She prayed for judgment ordering the petitioner to pay her P5,000.00 as actual damages, P72,000.00 as compensatory damages, P500,000.00 as moral damages, P10,000.00 as exemplary damages, the amount equal to 30% of the damages awarded as attorney’s fees, and the costs.
Whether the vendor could also be liable for quasi-delict
Yes. In her Comment, the private respondent argues that in case of breach of the seller’s implied warranties, the vendee may, under Article 1567 of the Civil Code, elect between withdrawing from the contract or demanding a proportionate reduction of the price, with damages in either case. She asserts that Civil Case No. D-9629 is neither an action for rescission nor for proportionate reduction of the price, but for damages arising from a quasi-delict and that the public respondent was correct in ruling that the existence of a contract did not preclude the action for quasi-delict. As to the issue of prescription, the private respondent insists that since her cause of action is based on quasi-delict, the prescriptive period, therefore, is four (4) years in accordance with Article 1144 of the Civil Code and thus the filing of the complaint was well within the said period.
We find no merit in the petition. The public respondent’s conclusion that the cause of action in Civil Case No. D-9629 is found on quasi-delict and that, therefore, pursuant to Article 1146 of the Civil Code, it prescribes in four (4) years is supported by the allegations in the complaint, more particularly paragraph 12 thereof, which makes reference to the reckless and negligent manufacture of “adulterated food items intended to be sold for public consumption.”
The vendee’s remedies against a vendor with respect to the warranties against hidden defects of or encumbrances upon the thing sold are not limited to those prescribed in Article 1567 of the Civil Code which provides:
Art. 1567. In the case of Articles 1561, 1562, 1564, 1565 and 1566, the vendee may elect between withdrawing from the contract and demanding a proportionate reduction of the price, with damages either case.
The vendee may also ask for the annulment of the contract upon proof of error or fraud, in which case the ordinary rule on obligations shall be applicable. Under the law on obligations, responsibility arising from fraud is demandable in all obligations and any waiver of an action for future fraud is void. Responsibility arising from negligence is also demandable in any obligation, but such liability may be regulated by the courts, according to the circumstances. Those guilty of fraud, negligence, or delay in the performance of their obligations and those who in any manner contravene the tenor thereof are liable for damages.

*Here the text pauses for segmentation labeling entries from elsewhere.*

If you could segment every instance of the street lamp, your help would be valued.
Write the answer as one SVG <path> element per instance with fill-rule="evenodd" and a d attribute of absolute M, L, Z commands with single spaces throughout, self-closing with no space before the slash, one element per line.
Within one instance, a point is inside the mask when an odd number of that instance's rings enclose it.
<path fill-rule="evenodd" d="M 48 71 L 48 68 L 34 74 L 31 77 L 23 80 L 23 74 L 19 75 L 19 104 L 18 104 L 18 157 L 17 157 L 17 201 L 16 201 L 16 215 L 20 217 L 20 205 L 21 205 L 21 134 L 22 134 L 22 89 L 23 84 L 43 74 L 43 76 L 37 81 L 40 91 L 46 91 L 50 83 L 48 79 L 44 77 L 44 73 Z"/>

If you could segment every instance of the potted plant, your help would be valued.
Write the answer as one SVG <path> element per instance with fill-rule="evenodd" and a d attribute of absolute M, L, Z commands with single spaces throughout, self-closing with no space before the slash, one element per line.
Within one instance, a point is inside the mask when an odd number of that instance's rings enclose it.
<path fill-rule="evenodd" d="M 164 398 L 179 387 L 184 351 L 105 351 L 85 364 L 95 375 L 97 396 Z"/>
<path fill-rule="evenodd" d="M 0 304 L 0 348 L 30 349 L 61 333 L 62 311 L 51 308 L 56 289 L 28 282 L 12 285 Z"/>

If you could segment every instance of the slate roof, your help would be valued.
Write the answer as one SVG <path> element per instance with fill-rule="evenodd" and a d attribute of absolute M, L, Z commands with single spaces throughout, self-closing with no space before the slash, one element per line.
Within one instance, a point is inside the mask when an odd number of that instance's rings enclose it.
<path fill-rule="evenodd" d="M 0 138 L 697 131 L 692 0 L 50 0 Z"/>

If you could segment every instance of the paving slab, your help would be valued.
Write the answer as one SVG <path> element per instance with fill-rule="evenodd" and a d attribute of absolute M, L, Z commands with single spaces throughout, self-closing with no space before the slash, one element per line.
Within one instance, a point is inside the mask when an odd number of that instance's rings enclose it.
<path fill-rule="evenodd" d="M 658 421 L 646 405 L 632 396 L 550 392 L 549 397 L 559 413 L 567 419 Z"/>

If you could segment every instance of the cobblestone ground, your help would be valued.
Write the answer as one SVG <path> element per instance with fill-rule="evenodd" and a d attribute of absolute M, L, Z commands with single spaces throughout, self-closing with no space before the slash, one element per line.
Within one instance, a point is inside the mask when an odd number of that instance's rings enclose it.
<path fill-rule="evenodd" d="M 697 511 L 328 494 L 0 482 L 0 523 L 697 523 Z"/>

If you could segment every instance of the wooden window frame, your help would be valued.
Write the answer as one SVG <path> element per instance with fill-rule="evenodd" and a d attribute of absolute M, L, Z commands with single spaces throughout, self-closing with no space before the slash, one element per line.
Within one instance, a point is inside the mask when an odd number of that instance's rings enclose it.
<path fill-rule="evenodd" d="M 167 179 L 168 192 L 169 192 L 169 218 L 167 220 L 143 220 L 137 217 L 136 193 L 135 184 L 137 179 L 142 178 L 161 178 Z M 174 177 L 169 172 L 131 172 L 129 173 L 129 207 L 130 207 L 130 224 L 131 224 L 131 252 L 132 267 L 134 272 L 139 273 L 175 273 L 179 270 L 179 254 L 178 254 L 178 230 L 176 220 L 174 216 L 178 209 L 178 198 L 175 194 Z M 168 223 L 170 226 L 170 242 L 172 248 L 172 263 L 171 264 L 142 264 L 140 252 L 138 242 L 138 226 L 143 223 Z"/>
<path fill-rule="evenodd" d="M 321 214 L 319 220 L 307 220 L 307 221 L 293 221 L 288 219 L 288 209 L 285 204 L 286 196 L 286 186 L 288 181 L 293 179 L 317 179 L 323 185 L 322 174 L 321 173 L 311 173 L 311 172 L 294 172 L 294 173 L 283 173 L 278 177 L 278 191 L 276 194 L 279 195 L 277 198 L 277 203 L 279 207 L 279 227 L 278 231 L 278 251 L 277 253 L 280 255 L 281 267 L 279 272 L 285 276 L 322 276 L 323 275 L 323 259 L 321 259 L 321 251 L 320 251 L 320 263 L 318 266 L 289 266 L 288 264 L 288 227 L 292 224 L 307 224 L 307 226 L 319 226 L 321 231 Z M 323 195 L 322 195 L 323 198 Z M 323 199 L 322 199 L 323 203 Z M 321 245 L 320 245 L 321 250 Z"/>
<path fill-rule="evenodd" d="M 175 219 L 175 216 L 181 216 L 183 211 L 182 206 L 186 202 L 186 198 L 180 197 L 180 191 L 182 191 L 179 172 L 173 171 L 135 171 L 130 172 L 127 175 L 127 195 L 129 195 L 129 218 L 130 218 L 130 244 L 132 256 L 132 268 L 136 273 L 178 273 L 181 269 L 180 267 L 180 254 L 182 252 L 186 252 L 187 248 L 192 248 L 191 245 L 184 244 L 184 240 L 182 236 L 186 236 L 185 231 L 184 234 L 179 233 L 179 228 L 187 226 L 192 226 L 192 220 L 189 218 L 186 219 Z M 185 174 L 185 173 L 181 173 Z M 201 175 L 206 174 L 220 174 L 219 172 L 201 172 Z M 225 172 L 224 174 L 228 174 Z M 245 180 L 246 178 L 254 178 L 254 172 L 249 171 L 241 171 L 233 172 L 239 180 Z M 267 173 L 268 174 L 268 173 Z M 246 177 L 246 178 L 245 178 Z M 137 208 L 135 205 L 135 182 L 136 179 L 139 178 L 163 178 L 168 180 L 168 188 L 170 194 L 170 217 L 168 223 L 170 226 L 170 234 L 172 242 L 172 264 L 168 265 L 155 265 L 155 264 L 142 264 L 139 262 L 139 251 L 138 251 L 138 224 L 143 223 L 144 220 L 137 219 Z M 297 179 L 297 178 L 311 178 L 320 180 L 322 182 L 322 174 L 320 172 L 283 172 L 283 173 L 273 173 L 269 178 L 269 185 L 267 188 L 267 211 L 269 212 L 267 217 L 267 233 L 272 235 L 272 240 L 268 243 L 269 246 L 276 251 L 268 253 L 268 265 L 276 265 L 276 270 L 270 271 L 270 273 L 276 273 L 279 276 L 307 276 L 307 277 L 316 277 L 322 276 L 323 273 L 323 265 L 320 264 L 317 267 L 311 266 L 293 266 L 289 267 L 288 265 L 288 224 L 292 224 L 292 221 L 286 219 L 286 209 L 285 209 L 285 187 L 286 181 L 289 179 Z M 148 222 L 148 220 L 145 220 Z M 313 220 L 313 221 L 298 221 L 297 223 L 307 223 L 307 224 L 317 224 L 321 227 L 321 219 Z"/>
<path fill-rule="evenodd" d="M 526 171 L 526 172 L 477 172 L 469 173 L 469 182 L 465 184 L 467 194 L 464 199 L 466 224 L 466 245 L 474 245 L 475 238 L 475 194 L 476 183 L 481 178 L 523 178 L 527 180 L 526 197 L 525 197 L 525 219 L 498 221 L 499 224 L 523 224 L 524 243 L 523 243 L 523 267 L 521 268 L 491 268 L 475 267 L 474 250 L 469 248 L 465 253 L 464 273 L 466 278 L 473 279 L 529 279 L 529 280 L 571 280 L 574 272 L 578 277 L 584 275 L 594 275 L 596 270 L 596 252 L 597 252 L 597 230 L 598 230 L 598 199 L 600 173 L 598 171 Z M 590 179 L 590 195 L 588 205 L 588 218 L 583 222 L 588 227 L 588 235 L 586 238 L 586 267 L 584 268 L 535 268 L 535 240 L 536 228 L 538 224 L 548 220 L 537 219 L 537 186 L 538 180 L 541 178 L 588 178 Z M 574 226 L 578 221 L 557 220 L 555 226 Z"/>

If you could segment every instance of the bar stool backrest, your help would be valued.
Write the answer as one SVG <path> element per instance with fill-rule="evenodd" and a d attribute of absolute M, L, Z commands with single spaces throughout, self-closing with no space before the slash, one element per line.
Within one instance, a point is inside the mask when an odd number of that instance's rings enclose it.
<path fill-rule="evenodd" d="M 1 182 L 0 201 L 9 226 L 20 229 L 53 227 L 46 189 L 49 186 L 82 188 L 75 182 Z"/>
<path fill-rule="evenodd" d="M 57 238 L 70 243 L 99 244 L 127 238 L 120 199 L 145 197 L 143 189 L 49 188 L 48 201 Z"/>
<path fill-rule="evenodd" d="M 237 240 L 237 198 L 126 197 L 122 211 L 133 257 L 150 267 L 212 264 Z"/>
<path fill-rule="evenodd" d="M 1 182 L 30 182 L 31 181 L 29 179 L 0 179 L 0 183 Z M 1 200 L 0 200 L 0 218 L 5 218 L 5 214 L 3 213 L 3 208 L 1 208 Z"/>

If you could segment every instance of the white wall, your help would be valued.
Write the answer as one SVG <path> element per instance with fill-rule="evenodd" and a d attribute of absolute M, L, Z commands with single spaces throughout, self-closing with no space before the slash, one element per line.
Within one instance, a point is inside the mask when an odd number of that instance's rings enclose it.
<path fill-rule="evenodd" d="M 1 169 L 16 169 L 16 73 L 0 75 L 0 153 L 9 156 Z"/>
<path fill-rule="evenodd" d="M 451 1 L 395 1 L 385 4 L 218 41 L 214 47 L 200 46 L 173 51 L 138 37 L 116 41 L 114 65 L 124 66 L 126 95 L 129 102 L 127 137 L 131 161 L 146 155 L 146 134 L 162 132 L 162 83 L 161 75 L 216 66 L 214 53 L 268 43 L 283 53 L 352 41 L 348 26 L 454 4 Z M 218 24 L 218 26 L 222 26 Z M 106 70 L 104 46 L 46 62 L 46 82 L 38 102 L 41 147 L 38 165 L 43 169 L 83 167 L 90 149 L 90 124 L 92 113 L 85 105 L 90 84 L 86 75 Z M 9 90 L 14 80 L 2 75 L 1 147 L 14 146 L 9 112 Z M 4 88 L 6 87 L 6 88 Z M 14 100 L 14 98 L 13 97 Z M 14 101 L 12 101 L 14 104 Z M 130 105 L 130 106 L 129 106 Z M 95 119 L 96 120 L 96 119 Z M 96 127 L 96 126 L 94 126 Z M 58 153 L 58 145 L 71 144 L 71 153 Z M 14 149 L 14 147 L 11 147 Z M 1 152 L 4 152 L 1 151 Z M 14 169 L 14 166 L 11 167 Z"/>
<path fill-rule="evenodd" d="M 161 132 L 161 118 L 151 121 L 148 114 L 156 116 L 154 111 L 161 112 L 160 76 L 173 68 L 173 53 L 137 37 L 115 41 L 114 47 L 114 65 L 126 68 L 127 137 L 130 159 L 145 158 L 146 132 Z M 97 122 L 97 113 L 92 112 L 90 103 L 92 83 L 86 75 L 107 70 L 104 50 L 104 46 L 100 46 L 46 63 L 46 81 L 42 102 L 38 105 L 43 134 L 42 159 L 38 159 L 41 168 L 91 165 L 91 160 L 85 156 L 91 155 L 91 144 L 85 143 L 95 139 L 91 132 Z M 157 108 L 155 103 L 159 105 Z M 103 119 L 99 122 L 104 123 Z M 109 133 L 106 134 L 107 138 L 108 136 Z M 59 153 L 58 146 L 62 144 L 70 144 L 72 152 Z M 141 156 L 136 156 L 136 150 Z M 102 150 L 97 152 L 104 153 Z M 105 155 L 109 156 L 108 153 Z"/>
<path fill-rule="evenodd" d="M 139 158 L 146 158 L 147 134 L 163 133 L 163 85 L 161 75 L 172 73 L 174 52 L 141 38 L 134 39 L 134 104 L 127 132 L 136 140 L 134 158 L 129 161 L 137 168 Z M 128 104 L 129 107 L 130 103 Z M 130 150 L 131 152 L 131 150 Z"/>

The vendor could likewise be liable for quasi-delict under Article 2176 of the Civil Code, and an action based thereon may be brought by the vendee. While it may be true that the pre-existing contract between the parties may, as a general rule, bar the applicability of the law on quasi-delict, the liability may itself be deemed to arise from quasi-delict, i.e., the acts which break the contract may also be a quasi-delict.